Uitkyk from Kanonkop
I had even more to say about the mysterious murder of honeymooning bride Anni Dewani in the Sunday Times yesterday. Chas Withington, the Darling negoçiant who sources wine for Mzoli’s reports “I was there on the Wednesday after the incident and the locals were not happy to be unfairly tarred. They smelt a rat and seemingly there was one.”
Cost: R300 for a magnum;
From: Vriesenhof farm (website directions: beyond an oak tree growing in the middle of a tar road on the Helderberg) 27 (0)21 880 0284;
Why: The first time I met Jan ‘Boland’ Coetzee on Vriesenhof, I was early and Jan was swimming nude in the pool next to his house. The second time, he was in the cellar, carrying the bloody heads of a brace of springbok by their horns, one head in each hand. The third time, like Bob Dylan, he was not there. His place was taken by Nicky Claasens who was clothed, sans koppe with no obvious pools of blood evident. Nicky looks like a Helderberg Harry Potter, so I minded my manners in case Jan was hiding in a corner under an invisibility cloak.

Old Nick
Cost: R70;
From: Thelema Mountain Vineyards, Helshoogte Pass, Stellenbosch 27 (0)21 885 1924;
Why: “The wrong Sauvignon Blancs are getting accolades” was the threnody at Thelema when the Good Value Guru and I swooped down to taste like a pair of louche lammergeyers in September. “Those extracted, phenolic dusty jobs just don’t make sense” wailed Gyles Webb to a circle of mourners gathered in the tasting room.

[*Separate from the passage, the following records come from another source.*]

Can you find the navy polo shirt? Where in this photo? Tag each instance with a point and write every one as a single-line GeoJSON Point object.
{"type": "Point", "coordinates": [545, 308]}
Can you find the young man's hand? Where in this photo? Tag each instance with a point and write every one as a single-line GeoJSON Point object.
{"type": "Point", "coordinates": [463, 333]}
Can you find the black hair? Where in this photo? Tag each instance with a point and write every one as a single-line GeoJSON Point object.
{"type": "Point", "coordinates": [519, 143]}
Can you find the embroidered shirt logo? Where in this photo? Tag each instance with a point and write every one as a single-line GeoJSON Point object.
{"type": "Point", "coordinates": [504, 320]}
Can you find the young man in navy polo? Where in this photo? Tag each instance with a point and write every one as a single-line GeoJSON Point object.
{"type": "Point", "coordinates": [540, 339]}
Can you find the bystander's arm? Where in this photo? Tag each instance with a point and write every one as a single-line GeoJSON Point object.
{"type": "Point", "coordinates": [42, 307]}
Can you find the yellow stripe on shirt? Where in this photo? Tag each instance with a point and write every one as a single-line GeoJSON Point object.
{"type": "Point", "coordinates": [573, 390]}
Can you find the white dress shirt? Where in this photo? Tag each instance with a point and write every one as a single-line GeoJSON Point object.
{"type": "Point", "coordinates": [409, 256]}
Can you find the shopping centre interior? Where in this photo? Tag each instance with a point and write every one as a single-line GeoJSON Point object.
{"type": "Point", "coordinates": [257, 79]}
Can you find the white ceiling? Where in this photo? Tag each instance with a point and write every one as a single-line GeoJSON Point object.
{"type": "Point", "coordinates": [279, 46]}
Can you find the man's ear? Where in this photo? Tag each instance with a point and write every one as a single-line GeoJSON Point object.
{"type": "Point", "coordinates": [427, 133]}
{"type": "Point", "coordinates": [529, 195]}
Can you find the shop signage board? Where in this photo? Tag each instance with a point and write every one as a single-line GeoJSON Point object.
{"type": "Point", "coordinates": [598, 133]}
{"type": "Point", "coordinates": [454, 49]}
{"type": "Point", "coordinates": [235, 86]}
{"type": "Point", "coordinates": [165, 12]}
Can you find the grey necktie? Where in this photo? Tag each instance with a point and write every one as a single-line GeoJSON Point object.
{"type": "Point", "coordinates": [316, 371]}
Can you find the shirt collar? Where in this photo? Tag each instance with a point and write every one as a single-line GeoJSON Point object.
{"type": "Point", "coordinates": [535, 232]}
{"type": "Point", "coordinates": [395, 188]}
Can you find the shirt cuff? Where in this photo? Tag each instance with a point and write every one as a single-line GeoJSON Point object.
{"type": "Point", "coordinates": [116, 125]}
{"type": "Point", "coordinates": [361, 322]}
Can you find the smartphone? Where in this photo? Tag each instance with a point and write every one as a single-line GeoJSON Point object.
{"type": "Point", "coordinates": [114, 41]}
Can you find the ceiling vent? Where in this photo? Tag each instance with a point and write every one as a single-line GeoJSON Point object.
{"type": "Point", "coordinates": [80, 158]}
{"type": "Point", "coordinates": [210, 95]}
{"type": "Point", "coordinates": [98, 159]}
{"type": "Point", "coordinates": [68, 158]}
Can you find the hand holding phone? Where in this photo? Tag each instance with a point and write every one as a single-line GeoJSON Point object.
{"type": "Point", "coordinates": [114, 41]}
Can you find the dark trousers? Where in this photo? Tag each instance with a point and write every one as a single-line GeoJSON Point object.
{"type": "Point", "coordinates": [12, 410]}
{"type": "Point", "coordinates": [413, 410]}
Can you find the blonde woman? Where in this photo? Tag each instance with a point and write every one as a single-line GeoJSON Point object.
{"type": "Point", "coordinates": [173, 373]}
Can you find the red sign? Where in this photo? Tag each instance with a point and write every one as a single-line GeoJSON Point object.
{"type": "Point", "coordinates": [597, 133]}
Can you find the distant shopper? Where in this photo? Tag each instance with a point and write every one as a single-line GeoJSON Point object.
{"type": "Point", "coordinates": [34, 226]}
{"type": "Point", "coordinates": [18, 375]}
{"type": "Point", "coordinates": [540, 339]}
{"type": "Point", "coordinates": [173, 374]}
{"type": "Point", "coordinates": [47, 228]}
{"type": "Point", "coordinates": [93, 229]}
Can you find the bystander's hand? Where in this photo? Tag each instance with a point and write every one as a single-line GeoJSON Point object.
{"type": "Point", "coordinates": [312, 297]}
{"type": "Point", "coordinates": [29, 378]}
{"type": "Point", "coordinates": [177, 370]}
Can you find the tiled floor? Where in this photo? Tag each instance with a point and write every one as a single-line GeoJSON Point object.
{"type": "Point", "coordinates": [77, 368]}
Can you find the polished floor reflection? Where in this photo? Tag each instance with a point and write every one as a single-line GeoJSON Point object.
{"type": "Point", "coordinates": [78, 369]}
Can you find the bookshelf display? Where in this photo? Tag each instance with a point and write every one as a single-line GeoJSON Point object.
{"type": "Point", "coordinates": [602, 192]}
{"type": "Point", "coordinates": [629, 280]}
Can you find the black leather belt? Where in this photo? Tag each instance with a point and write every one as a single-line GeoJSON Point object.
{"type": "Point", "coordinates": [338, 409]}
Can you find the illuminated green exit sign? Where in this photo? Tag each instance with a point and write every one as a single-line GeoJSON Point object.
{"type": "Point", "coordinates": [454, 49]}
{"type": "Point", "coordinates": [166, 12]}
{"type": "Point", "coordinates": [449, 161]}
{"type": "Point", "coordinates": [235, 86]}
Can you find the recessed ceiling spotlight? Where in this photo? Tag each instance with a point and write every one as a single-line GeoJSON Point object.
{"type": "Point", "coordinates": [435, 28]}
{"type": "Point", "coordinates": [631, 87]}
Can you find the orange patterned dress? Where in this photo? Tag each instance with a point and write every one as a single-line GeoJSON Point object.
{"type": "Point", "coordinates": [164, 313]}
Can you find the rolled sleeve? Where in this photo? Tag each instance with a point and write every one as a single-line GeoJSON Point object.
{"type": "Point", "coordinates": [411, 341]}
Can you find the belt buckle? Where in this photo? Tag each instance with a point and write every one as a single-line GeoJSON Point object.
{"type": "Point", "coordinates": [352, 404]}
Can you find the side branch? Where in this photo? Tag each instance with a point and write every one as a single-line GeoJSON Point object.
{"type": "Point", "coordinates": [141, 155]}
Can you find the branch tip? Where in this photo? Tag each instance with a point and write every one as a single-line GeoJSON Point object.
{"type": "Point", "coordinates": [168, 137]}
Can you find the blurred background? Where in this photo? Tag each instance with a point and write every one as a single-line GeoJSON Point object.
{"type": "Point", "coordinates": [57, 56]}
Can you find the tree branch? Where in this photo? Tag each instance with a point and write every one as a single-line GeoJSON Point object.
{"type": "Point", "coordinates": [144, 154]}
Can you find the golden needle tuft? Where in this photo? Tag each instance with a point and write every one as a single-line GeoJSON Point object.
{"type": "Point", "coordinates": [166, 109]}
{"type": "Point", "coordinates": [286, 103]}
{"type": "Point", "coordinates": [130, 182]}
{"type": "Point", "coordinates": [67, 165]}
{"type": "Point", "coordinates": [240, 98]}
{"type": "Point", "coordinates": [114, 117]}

And he’s not wrong as a Constantia winemaker vouchsafed recently over a glass of his 2009 Sauvignon “search me why this wine is rated five stars.” And when you taste his 2010, you can’t disagree.
Of course Step I in trousering five stars is to first get nominated sighted, which a man who speaks his mind (like Gyles) conspicuously failed to do this year in a major tragedy for SA wine as Thelema is not only Top of the Simonsberg but also Top of the Quality Pops as anyone with even the most meager of taste buds, will agree.